Piano
Stringed keyboard musical instrument, derived from the harpsichord and the clavichord. Also called the pianoforte, it differs from its predecessors principally in its hammer-and-lever action, which allows the player to modify the intensity of sound depending on the force of the player's touch. The earliest known model (1709) was built by Italian harpsichord maker Bartolomeo Cristofori.

How a piano operates
Essentially, when a piano key is pressed down, its tail pivots upward and lifts a lever that throws a hammer against the strings for that key's note. At the same time a damper is raised from these strings, allowing them to vibrate more freely. When the key is even partially released, the damper falls back onto the strings and silences the note. When the key is fully released, all parts of the mechanism return to their original positions because of gravity. Unlike grand pianos, upright pianos cannot rely on gravity to cause everything to return to place; therefore they include various springs and small strips of cloth to pull some of the action parts back into place.

Modern Structure of piano
The modern piano has six major parts:

  1. The frame is usually made of iron. At the rear end is attached the string plate, into which the strings are fastened. In the front is the wrest plank, into which the tuning pins are set. The strings are wound around the tuning pins, which are turned to regulate the strings' tension.
  2. The soundboard, a thin piece of fine-grained spruce placed under the strings, reinforces the tone by means of sympathetic vibration.
  3. The strings, made of steel wire, increase in length and thickness from the treble to the bass.
  4. The action is the entire mechanism required for propelling the hammers against the strings.

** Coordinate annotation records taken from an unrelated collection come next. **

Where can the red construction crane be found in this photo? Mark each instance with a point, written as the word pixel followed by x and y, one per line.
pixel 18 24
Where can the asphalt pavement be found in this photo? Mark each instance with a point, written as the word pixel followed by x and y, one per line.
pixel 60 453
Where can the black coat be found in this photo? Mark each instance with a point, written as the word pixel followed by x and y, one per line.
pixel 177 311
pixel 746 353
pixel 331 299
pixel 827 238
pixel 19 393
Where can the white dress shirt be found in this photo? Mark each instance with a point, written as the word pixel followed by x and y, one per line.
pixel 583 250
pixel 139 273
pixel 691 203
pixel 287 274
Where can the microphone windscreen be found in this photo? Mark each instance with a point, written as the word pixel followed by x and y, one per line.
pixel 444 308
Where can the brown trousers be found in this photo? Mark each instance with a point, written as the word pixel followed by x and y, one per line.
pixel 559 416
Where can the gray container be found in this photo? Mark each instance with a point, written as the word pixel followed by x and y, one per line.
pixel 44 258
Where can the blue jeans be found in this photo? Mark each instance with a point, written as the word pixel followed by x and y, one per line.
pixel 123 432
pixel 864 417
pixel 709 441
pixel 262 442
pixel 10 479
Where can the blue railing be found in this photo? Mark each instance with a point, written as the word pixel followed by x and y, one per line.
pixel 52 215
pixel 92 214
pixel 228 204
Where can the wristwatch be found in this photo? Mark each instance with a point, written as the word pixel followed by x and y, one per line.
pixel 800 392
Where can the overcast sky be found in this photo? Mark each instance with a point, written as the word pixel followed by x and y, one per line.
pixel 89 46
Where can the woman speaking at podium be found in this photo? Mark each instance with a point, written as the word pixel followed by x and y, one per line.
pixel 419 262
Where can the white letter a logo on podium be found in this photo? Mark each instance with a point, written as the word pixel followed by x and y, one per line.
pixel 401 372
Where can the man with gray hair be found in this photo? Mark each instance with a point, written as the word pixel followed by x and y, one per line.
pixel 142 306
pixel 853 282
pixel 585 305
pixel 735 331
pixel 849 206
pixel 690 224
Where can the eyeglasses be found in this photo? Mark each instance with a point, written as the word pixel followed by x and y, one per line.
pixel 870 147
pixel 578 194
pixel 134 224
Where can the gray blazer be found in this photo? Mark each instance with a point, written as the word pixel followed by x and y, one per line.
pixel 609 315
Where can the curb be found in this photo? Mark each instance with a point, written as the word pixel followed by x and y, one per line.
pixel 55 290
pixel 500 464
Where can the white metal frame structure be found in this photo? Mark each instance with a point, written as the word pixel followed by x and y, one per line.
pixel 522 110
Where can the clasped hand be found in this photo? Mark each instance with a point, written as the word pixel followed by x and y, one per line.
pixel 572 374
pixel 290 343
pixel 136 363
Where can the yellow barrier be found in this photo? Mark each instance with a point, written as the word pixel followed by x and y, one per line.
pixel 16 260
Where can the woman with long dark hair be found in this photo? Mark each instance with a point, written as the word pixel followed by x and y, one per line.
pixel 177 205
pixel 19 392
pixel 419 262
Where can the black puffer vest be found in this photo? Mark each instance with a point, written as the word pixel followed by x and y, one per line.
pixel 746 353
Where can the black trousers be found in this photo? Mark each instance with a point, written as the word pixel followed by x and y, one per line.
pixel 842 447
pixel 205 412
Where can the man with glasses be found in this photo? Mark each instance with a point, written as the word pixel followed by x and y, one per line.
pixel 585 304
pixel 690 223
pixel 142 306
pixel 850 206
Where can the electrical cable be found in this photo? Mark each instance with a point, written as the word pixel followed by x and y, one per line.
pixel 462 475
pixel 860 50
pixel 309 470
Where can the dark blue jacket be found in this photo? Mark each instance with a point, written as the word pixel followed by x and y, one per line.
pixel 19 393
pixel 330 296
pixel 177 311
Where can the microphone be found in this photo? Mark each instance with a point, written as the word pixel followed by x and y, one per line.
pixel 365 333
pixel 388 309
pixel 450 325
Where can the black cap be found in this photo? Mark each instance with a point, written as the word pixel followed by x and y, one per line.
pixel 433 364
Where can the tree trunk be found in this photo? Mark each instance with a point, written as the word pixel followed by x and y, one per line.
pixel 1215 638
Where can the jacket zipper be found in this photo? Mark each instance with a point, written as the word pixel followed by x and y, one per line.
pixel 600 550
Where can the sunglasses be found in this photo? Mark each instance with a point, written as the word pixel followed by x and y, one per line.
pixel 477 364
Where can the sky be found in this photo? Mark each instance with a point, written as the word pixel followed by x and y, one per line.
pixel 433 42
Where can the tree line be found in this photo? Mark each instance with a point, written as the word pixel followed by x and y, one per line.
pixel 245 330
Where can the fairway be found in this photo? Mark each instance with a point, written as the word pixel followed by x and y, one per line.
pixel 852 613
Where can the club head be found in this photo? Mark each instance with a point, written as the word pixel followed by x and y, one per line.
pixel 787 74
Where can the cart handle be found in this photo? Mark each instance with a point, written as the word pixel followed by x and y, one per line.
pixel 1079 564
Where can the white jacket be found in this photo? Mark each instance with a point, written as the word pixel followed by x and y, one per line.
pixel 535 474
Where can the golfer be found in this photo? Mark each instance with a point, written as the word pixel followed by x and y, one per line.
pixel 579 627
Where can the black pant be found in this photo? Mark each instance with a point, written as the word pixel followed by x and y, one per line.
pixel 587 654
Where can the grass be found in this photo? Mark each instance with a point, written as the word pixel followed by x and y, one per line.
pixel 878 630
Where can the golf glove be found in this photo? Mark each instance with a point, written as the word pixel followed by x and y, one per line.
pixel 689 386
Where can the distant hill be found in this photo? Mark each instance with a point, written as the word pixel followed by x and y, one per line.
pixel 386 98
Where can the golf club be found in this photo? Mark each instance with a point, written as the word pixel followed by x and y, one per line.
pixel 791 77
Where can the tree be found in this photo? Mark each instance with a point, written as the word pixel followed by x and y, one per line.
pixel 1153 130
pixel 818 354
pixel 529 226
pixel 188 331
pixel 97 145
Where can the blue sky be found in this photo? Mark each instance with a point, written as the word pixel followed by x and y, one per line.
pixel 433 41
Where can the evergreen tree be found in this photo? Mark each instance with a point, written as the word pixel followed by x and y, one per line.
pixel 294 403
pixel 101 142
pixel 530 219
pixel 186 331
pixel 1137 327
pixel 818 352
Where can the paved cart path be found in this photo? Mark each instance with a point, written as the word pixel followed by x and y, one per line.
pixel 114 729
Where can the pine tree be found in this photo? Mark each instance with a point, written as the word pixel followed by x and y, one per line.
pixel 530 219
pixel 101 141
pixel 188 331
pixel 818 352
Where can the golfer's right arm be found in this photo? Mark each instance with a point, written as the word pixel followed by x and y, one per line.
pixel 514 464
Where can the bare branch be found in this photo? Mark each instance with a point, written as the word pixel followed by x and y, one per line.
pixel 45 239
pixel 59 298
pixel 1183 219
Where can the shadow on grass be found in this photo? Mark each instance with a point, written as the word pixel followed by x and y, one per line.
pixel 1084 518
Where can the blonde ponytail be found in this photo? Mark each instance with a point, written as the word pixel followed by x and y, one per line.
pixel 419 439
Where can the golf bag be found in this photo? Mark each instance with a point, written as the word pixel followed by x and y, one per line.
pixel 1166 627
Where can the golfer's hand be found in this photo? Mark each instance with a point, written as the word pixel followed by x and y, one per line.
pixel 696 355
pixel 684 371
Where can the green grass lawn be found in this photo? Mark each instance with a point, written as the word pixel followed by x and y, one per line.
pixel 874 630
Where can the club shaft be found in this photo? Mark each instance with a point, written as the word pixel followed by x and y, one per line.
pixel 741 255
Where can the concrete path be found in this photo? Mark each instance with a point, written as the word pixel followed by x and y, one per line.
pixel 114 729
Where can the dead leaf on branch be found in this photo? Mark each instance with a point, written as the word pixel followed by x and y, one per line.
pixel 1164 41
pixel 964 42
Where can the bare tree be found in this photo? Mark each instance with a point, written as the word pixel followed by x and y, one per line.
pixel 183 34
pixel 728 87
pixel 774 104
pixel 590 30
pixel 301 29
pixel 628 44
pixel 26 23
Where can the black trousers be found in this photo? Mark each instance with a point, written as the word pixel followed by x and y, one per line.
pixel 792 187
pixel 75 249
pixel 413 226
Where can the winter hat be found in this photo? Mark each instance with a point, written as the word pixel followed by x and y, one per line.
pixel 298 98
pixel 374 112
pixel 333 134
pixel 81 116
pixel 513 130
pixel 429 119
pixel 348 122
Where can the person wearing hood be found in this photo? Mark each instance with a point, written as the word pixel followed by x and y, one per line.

Its most visible part is a row of keys, called a keyboard, manipulated by the fingers.
  5. The pedals are levers pressed down by the feet. One pedal, called the damper, or loud pedal, raises all the dampers so that all the strings struck continue to vibrate even after the keys are released. The soft pedal either throws all the hammers nearer to the strings so that the striking distance is diminished, or shifts the hammers a little to one side so that only a single string instead of the two or three is struck. Some pianos have a third, or sustaining, pedal that keeps raised only those dampers already raised by the keys at the moment this pedal is applied.
  6. According to the shape of its case, a piano is classified as square, grand, or upright. The square form (actually rectangular) is no longer built. Grand pianos range from the full concert grand, 2.69 m (8 ft 10 in) long, to the parlor or baby grand, less than 1.8 m (less than 6 ft) long. In the upright piano the strings run vertically or diagonally from the top to the bottom of the instrument.